Investing in Artists and Innovators
For parents, the ballet becomes a second home. It’s where kids find mentors who challenge them, friends who understand their passion, and experiences that shape the rest of their lives.
For our community, this can also be a point of pride. It’s proof that our city has invested in producing artists, innovators, and community leaders of the highest caliber. Organizations like the ballet can be the seed that makes this possible.
In a city like Canton, where sports naturally dominate the headlines, arts organizations can feel like they’re playing from behind. Yet, they’re just as essential to a thriving community.
I once saw a T-shirt that said, “Art Is Hard.” Running a regional ballet school and pre-professional company is hard. Running one at the level of Canton Ballet is even harder. The scope of what Canton Ballet produces rivals professional companies in larger cities. Twenty performances are on the calendar. Guest choreographers are brought in from around the world, like Zarina Stahnke from Semper Ballet in Dresden, Germany. Collaborations with the Canton Symphony Orchestra, Summit Choral Society, and Canton Museum of Art fill out a very rich season.

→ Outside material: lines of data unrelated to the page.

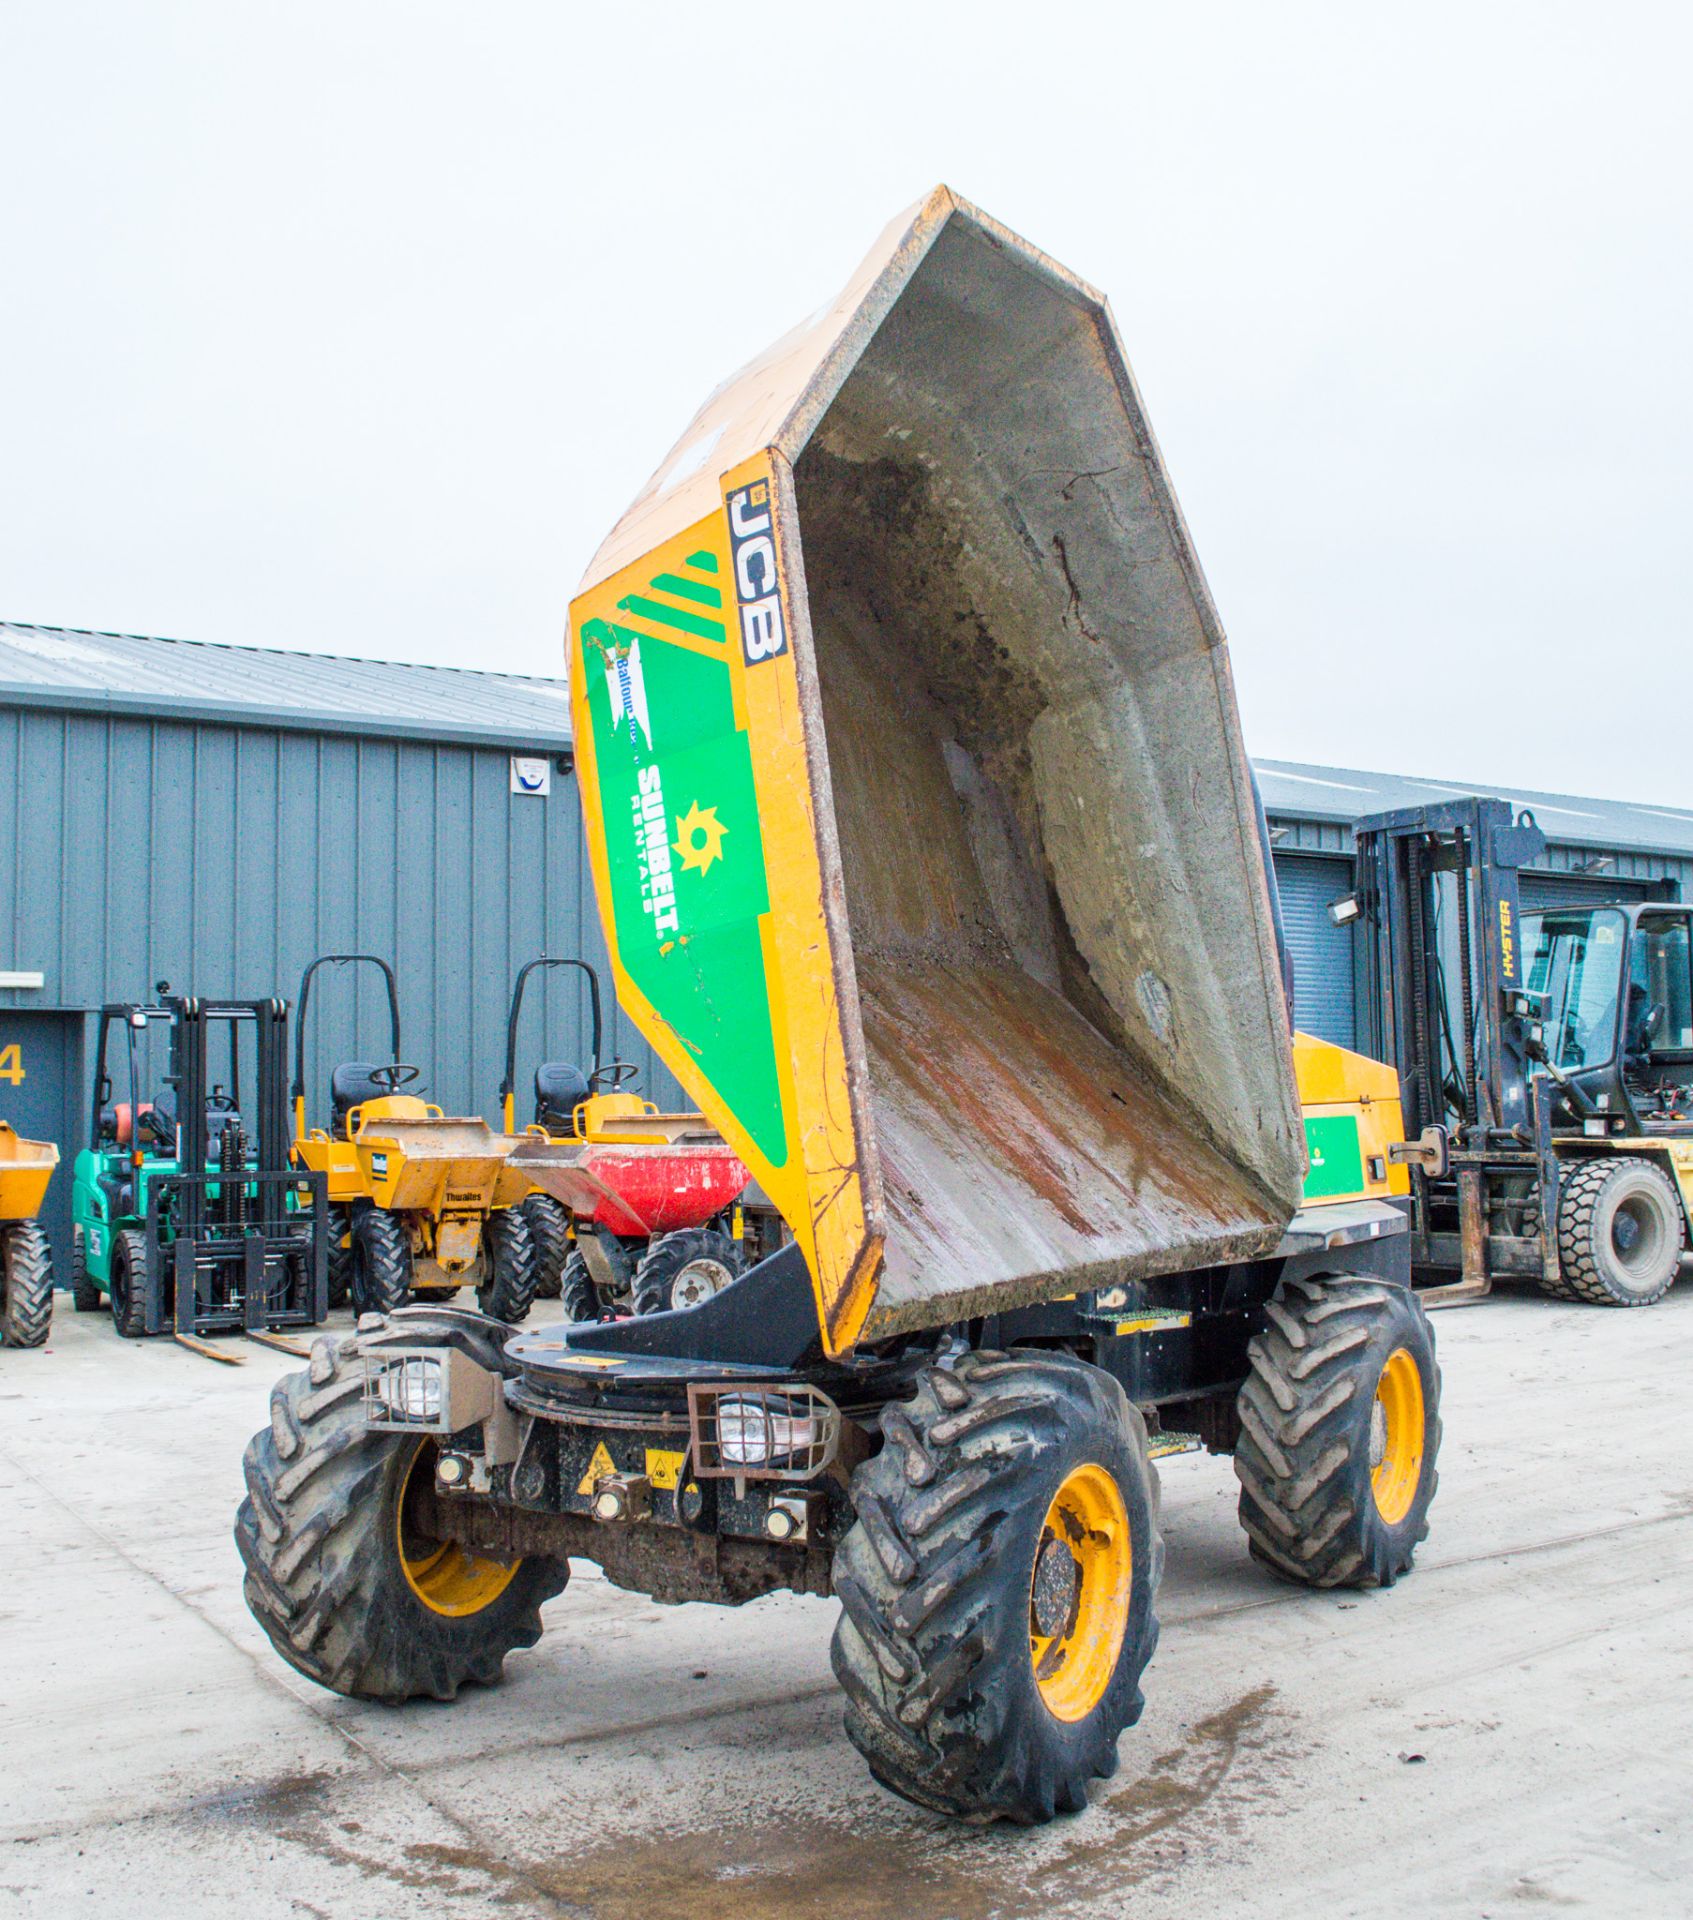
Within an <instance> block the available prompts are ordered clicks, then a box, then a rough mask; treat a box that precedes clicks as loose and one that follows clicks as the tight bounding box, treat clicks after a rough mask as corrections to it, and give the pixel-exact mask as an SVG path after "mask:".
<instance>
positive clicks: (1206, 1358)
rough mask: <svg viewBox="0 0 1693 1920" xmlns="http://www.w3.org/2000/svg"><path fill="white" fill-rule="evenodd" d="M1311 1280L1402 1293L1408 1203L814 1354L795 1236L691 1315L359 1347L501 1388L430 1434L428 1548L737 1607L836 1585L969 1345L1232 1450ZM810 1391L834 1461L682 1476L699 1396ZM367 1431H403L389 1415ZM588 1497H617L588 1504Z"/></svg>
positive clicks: (1376, 1208) (1156, 1430)
mask: <svg viewBox="0 0 1693 1920" xmlns="http://www.w3.org/2000/svg"><path fill="white" fill-rule="evenodd" d="M1319 1277H1353V1279H1376V1281H1384V1283H1388V1284H1392V1286H1397V1288H1405V1290H1407V1292H1409V1286H1411V1242H1409V1235H1407V1233H1405V1215H1403V1212H1399V1210H1397V1208H1392V1206H1386V1204H1380V1202H1361V1204H1355V1206H1328V1208H1321V1210H1317V1208H1313V1210H1307V1212H1303V1213H1300V1215H1298V1217H1296V1219H1294V1223H1292V1227H1290V1229H1288V1235H1286V1236H1284V1240H1282V1246H1280V1248H1278V1250H1276V1254H1275V1256H1273V1258H1269V1260H1257V1261H1240V1263H1234V1265H1228V1267H1202V1269H1196V1271H1190V1273H1177V1275H1159V1277H1157V1279H1152V1281H1138V1283H1136V1281H1131V1283H1123V1284H1121V1286H1113V1288H1100V1290H1094V1292H1088V1294H1079V1296H1075V1298H1073V1300H1061V1302H1050V1304H1046V1306H1033V1308H1017V1309H1012V1311H1006V1313H994V1315H989V1317H985V1319H977V1321H969V1323H964V1325H956V1327H942V1329H935V1331H933V1332H929V1334H914V1336H910V1338H902V1340H894V1342H887V1344H883V1346H881V1348H879V1350H875V1352H864V1354H856V1356H848V1357H847V1359H845V1361H829V1359H825V1357H823V1356H822V1348H820V1340H818V1321H816V1308H814V1304H812V1292H810V1281H808V1275H806V1269H804V1260H802V1258H800V1254H799V1250H797V1248H793V1246H789V1248H783V1250H781V1252H779V1254H775V1256H772V1258H768V1260H764V1261H762V1263H760V1265H758V1267H754V1269H752V1271H751V1273H749V1275H745V1277H743V1279H741V1281H737V1284H735V1286H733V1288H729V1290H727V1292H726V1294H720V1296H716V1300H708V1302H704V1304H703V1306H699V1308H691V1309H687V1311H678V1313H656V1315H649V1317H645V1319H633V1321H630V1319H626V1321H612V1323H603V1325H555V1327H537V1329H530V1331H526V1332H522V1334H518V1336H516V1338H509V1332H511V1331H509V1329H507V1327H503V1325H501V1323H499V1321H489V1319H486V1317H484V1315H480V1313H470V1311H461V1309H453V1308H409V1309H401V1311H397V1313H393V1315H390V1317H388V1319H386V1321H384V1319H378V1317H374V1315H370V1317H367V1321H361V1340H359V1346H361V1354H363V1361H365V1369H367V1382H369V1380H374V1379H376V1377H380V1371H382V1369H384V1367H388V1365H393V1363H395V1361H397V1359H399V1356H422V1354H428V1352H449V1354H453V1352H455V1354H459V1356H463V1361H466V1363H470V1367H474V1369H478V1371H486V1373H491V1375H497V1377H499V1380H501V1400H503V1413H501V1417H497V1419H493V1421H488V1423H472V1425H470V1427H466V1428H463V1430H453V1432H440V1438H438V1446H440V1448H441V1453H443V1455H451V1457H453V1459H455V1461H459V1463H461V1471H463V1475H465V1478H463V1482H461V1490H451V1492H449V1490H447V1488H445V1486H441V1484H436V1486H434V1488H432V1490H430V1494H428V1496H426V1498H428V1515H430V1521H432V1526H434V1528H436V1530H438V1536H440V1538H441V1540H453V1542H457V1544H459V1546H463V1548H466V1549H472V1551H476V1553H484V1555H495V1557H503V1559H516V1557H524V1555H549V1557H559V1559H562V1557H576V1559H589V1561H595V1563H597V1565H599V1567H601V1569H603V1571H605V1574H607V1578H608V1580H610V1582H612V1584H614V1586H624V1588H628V1590H633V1592H639V1594H645V1596H649V1597H653V1599H656V1601H662V1603H683V1601H712V1603H720V1605H741V1603H745V1601H749V1599H756V1597H758V1596H762V1594H770V1592H779V1590H787V1592H797V1594H818V1596H827V1594H831V1592H833V1584H831V1555H833V1549H835V1548H837V1546H839V1542H841V1540H843V1538H845V1534H847V1530H848V1528H850V1524H852V1519H854V1513H852V1501H850V1498H848V1480H850V1473H852V1469H854V1467H856V1465H858V1463H862V1461H864V1459H866V1457H870V1453H873V1452H875V1448H877V1446H879V1440H877V1423H879V1415H881V1411H883V1409H885V1407H889V1405H893V1404H896V1402H900V1400H906V1398H910V1394H912V1392H914V1386H916V1379H918V1375H919V1373H921V1369H925V1367H931V1365H935V1363H942V1365H944V1363H946V1361H948V1357H956V1356H962V1354H966V1352H996V1350H1012V1348H1015V1350H1048V1352H1063V1354H1071V1356H1073V1357H1077V1359H1083V1361H1088V1363H1090V1365H1094V1367H1100V1369H1102V1371H1104V1373H1108V1375H1111V1377H1113V1379H1115V1380H1117V1382H1119V1384H1121V1386H1123V1392H1125V1394H1127V1398H1129V1400H1131V1402H1133V1404H1134V1405H1136V1407H1138V1409H1140V1413H1142V1417H1144V1419H1146V1427H1148V1436H1150V1442H1152V1446H1150V1452H1152V1455H1154V1457H1159V1455H1169V1453H1182V1452H1196V1450H1200V1448H1205V1450H1207V1452H1211V1453H1230V1452H1232V1450H1234V1444H1236V1440H1238V1434H1240V1423H1238V1415H1236V1394H1238V1390H1240V1386H1242V1382H1244V1380H1246V1377H1248V1371H1250V1359H1248V1344H1250V1342H1252V1338H1253V1336H1255V1334H1259V1332H1261V1331H1263V1327H1265V1306H1267V1302H1269V1300H1271V1298H1273V1296H1275V1294H1276V1288H1278V1286H1280V1284H1282V1283H1284V1281H1290V1279H1319ZM806 1392H816V1394H823V1396H827V1402H829V1404H831V1405H833V1407H837V1409H839V1411H841V1415H843V1423H841V1425H843V1442H841V1446H839V1452H837V1453H835V1457H833V1459H831V1461H829V1465H827V1467H823V1469H822V1471H818V1473H816V1475H814V1476H808V1478H804V1480H795V1478H793V1476H785V1475H766V1473H762V1471H760V1469H751V1471H747V1473H745V1475H741V1476H735V1475H729V1473H724V1475H720V1476H714V1478H710V1480H706V1478H704V1476H697V1475H695V1469H697V1465H699V1459H697V1448H695V1440H697V1432H695V1427H697V1423H695V1421H691V1411H693V1405H695V1404H697V1400H699V1396H701V1394H704V1396H716V1398H724V1396H727V1394H735V1396H747V1394H752V1396H760V1394H764V1396H787V1394H806ZM367 1404H369V1402H367ZM378 1413H380V1409H378ZM376 1425H382V1427H390V1425H393V1427H401V1428H403V1425H405V1423H403V1421H392V1419H390V1417H388V1415H386V1413H380V1419H378V1421H376ZM501 1440H503V1444H501ZM649 1450H651V1452H649ZM655 1453H656V1455H658V1457H662V1455H670V1457H672V1459H670V1461H666V1469H674V1478H672V1471H666V1473H664V1478H670V1480H672V1484H670V1486H655V1476H653V1473H651V1467H649V1459H651V1457H653V1455H655ZM678 1453H681V1455H683V1457H685V1459H683V1465H680V1467H676V1463H674V1455H678ZM607 1463H608V1465H607ZM687 1488H695V1492H697V1494H699V1507H697V1511H693V1513H687V1511H685V1507H683V1492H685V1490H687ZM601 1501H608V1505H605V1507H601V1511H595V1509H597V1503H601ZM777 1507H781V1509H783V1511H785V1513H787V1515H791V1517H793V1519H795V1521H797V1528H799V1532H797V1536H795V1538H793V1540H791V1542H775V1540H772V1538H770V1524H772V1513H774V1511H775V1509H777ZM612 1509H614V1511H612Z"/></svg>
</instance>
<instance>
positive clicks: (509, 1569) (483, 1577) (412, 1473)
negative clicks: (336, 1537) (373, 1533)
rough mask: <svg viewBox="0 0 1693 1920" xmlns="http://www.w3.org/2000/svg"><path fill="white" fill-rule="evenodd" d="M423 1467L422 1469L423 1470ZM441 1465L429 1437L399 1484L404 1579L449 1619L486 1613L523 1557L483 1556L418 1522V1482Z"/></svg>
mask: <svg viewBox="0 0 1693 1920" xmlns="http://www.w3.org/2000/svg"><path fill="white" fill-rule="evenodd" d="M418 1469H422V1471H418ZM434 1471H436V1448H434V1444H432V1442H430V1440H424V1442H420V1446H418V1450H417V1452H415V1453H413V1455H411V1465H409V1467H407V1469H405V1486H401V1490H399V1503H397V1507H395V1515H393V1532H395V1546H397V1548H399V1571H401V1572H403V1574H405V1584H407V1586H409V1588H411V1590H413V1594H417V1597H418V1599H420V1601H422V1603H424V1605H426V1607H428V1609H430V1613H441V1615H445V1617H447V1619H449V1620H461V1619H465V1615H470V1613H482V1609H484V1607H491V1605H493V1601H495V1599H499V1596H501V1594H503V1592H505V1590H507V1588H509V1586H511V1582H513V1580H514V1578H516V1571H518V1567H520V1565H522V1561H513V1563H511V1565H509V1567H507V1563H505V1561H495V1559H484V1555H480V1553H470V1551H468V1549H466V1548H461V1546H457V1544H455V1542H451V1540H445V1542H443V1540H436V1538H434V1536H430V1534H426V1532H424V1530H422V1526H420V1524H418V1517H417V1507H418V1500H417V1494H418V1488H422V1486H426V1484H428V1480H430V1476H434Z"/></svg>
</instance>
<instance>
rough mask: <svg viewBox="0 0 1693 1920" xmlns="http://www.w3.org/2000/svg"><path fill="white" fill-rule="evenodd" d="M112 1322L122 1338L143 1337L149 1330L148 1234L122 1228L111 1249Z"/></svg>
mask: <svg viewBox="0 0 1693 1920" xmlns="http://www.w3.org/2000/svg"><path fill="white" fill-rule="evenodd" d="M111 1325H113V1327H115V1329H117V1331H119V1332H121V1334H123V1338H125V1340H142V1338H146V1331H148V1236H146V1235H144V1233H142V1231H140V1229H138V1227H125V1231H123V1233H119V1235H115V1236H113V1248H111Z"/></svg>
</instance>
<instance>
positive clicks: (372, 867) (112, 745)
mask: <svg viewBox="0 0 1693 1920" xmlns="http://www.w3.org/2000/svg"><path fill="white" fill-rule="evenodd" d="M568 756H570V720H568V705H566V695H564V685H562V682H551V680H524V678H518V676H511V674H480V672H461V670H453V668H432V666H397V664H390V662H380V660H344V659H330V657H324V655H309V653H299V655H296V653H271V651H261V649H251V647H221V645H203V643H192V641H171V639H140V637H131V636H119V634H81V632H65V630H60V628H40V626H8V624H0V1116H4V1117H6V1119H10V1121H12V1123H13V1125H15V1127H17V1131H19V1133H25V1135H35V1137H36V1139H50V1140H58V1142H60V1146H61V1150H63V1156H65V1167H63V1171H61V1175H60V1177H56V1181H54V1187H52V1196H50V1215H48V1231H50V1233H54V1244H56V1246H67V1244H69V1188H71V1183H69V1160H71V1156H73V1154H75V1152H77V1148H79V1146H83V1144H86V1133H88V1104H90V1102H88V1096H90V1085H88V1081H90V1075H92V1060H90V1048H92V1031H94V1023H92V1020H90V1018H88V1014H90V1010H94V1008H98V1006H102V1004H104V1002H107V1000H132V998H148V996H150V995H152V991H154V985H155V983H157V981H161V979H167V981H169V983H171V985H173V987H175V989H177V991H179V993H200V995H207V996H219V995H228V996H234V998H263V996H269V995H282V996H286V998H290V1000H292V998H294V993H296V987H298V983H299V973H301V968H303V966H305V962H307V960H311V956H313V954H317V952H330V950H338V952H347V950H363V952H376V954H382V956H384V958H388V960H392V962H393V966H395V970H397V975H399V995H401V1016H403V1048H401V1052H403V1058H407V1060H411V1062H417V1066H420V1068H422V1079H420V1087H426V1089H428V1096H430V1098H432V1100H438V1102H440V1104H441V1106H445V1108H447V1112H457V1114H486V1116H488V1117H489V1119H495V1117H497V1098H495V1094H497V1087H499V1077H501V1069H503V1058H505V1016H507V998H509V993H511V981H513V975H514V972H516V968H518V966H522V962H524V960H528V958H532V956H536V954H539V952H543V950H545V952H551V954H582V956H584V958H589V960H593V962H595V964H599V966H603V960H605V948H603V943H601V939H599V920H597V914H595V910H593V897H591V895H593V885H591V879H589V874H587V866H585V858H584V847H582V820H580V810H578V797H576V781H574V778H570V774H568V772H566V768H568V764H570V758H568ZM518 762H524V764H522V766H520V764H518ZM319 979H321V981H324V985H322V998H321V1000H319V989H317V987H315V989H313V1014H311V1020H309V1033H307V1043H309V1046H307V1094H309V1112H311V1114H313V1117H315V1119H317V1121H321V1119H322V1117H324V1108H326V1096H328V1073H330V1068H332V1066H334V1064H336V1062H338V1060H349V1058H367V1060H386V1058H388V1035H386V1023H384V1012H382V1006H380V1000H378V995H376V991H372V983H374V977H367V979H365V983H363V985H361V987H359V989H357V993H355V989H353V987H351V985H349V981H347V979H346V977H336V975H334V973H332V975H319ZM578 981H580V975H576V973H557V972H553V973H547V975H541V977H537V981H536V987H537V989H543V991H541V993H539V995H536V993H534V991H532V998H530V1000H528V1002H526V1014H524V1046H522V1050H520V1066H522V1064H524V1062H528V1066H534V1062H536V1060H539V1058H543V1048H545V1058H566V1060H584V1058H585V1054H587V1012H585V996H584V995H582V991H580V987H578ZM607 1000H608V1004H607V1014H608V1033H607V1048H608V1054H622V1056H624V1058H630V1060H635V1062H637V1064H639V1068H641V1077H639V1079H637V1081H635V1085H637V1087H639V1089H641V1091H645V1092H647V1094H649V1096H651V1098H656V1100H660V1102H664V1104H672V1102H674V1100H676V1098H678V1089H676V1085H674V1081H672V1079H670V1075H668V1073H664V1069H662V1068H658V1066H656V1062H655V1060H653V1054H651V1052H649V1048H647V1046H645V1044H643V1043H641V1041H639V1039H637V1035H635V1031H633V1027H630V1025H628V1023H626V1021H622V1020H620V1018H618V1016H616V1010H614V1004H612V1000H610V995H607ZM355 1002H357V1004H355ZM12 1048H15V1052H12ZM524 1117H526V1114H524Z"/></svg>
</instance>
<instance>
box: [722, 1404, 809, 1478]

That doesn’t happen by accident. It happens with long nights, high costs, and a constant push for funding and support.
Take The Nutcracker as an example. It’s not just a holiday show, it’s a cornerstone event that costs between $125,000 and $150,000 to stage. Professional sets, costumes, lighting, and guest artists from New York City Ballet and Miami City Ballet elevate the production. Ticket sales alone don’t cover those costs. Only 50% of Canton Ballet’s annual budget comes from tuition and ticket sales. The rest depends on grants, donors, and sponsors willing to invest in something they believe will benefit and enrich the entire community.
Support the Arts in Our Community
Many people who contribute to the arts in our community assume that if they give to a major arts organization like ArtsInStark, the ballet is automatically covered. This is a great start and something that I’ve personally done to make an impact, but in reality, it’s only a fraction of the support that the ballet needs.
Canton Ballet has endured challenges most organizations would never recover from. An arson fire destroyed their building, sets, and costumes in 1981. They’ve faced shifting cultural priorities, dwindling arts funding, and the challenge of bringing suburban families downtown. Still, they’ve grown in size and ambition. They’ve trained dancers who went on to perform at the highest levels. They’ve partnered with institutions across the region. They’ve brought global artistry into our backyard.
All of this requires more than passion. It takes resources, leadership, and community buy-in. Co-founders Suanne Ferguson and the late Jane Bingham Fawcett were told it wouldn’t be possible to have a ballet school in a football town. Leaders like Jennifer Catazaro Hayward, the executive artistic director, carry forward this legacy built by other visionaries such as Jeanne Coen and Artistic Director Emeritus, Cassandra Crowley. That legacy has also been sustained by local foundations that understood that investing in the ballet was also an investment in Canton itself.
The truth is, organizations like Canton Ballet exist because people fight for them. They exist because donors give, boards govern, teachers mentor, and audiences show up. This improves all of our lives.
The arts don’t survive on talent and dreams alone. They survive on the willingness of a community to say: We’re not one-dimensional, and this too is an important part of who we are.
Even if you’ve never set foot in a theater to experience Canton Ballet, it directly and positively impacts your life. It shapes the culture of the city you live in for the better. This helps attract the kind of talent that fuels the local economy. It raises the next generation with discipline and creativity. It shows the world that Canton values more than just Friday night lights—we invest in the arts because they lift the human spirit, enrich our daily lives, and weave the cultural fabric that holds our community together.
And in times like these, that’s not just nice to have. That’s essential.